Comment by llm_trw

5 months ago

>Not sure what service you're basing your calculation on but with Gemmini

The table of costs in the blog post. At 500,000 pages per day the hardware fixed cost overcomes the software variable cost at day 240 and from then on you're paying an extra ~$100 per day to keep it running in the cloud. The machine also had to use extremely beefy GPUs to fit all the models it needed to. Compute utilization was between 5 to 10% which means that it's future proof for the next 5 years at the rate at which the data source was growing.

    | Model                       | Pages per Dollar |
    |-----------------------------+------------------|
    | Gemini 2.0 Flash            | ≈ 6,000          |
    | Gemini 2.0 Flash Lite       | ≈ 12,000*        |
    | Gemini 1.5 Flash            | ≈ 10,000         |
    | AWS Textract                | ≈ 1,000          |
    | Gemini 1.5 Pro              | ≈ 700            |
    | OpenAI 4o-mini              | ≈ 450            |
    | LlamaParse                  | ≈ 300            |
    | OpenAI 4o                   | ≈ 200            |
    | Anthropic claude-3-5-sonnet | ≈ 100            |
    | Reducto                     | ≈ 100            |
    | Chunkr                      | ≈ 100            |

There is also the fact that it's _completely_ local. Which meant we could throw in every proprietary data source that couldn't leave the company at it.

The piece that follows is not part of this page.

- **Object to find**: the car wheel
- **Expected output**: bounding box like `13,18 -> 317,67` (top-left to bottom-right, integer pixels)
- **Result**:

>The longest part of the development timeline was establishing the accuracy rate and the ingestion pipeline, which itself is massively less complex than what your workflow sounds like: PDF -> Storage Bucket -> Gemini -> JSON response -> Database

Each company should build tools which match the skill level of their developers. If you're not comfortable training models locally with all that entails off the shelf solutions allow companies to punch way above their weight class in their industry.

2 comments

llm_trw

serjester 5 months ago

That assumes that you're able to find a model that can match Gemini's performance - I haven't come across anything that comes close (although hopefully that changes).

jeswin 5 months ago

Nice article, mirrors my experience. Last year (around when multimodal 3.5 Sonnet launched), I had run a sizeable number of PDFs through it. Accuracy was remarkably high (99%-ish), whereas GPT was just unusable for this purpose.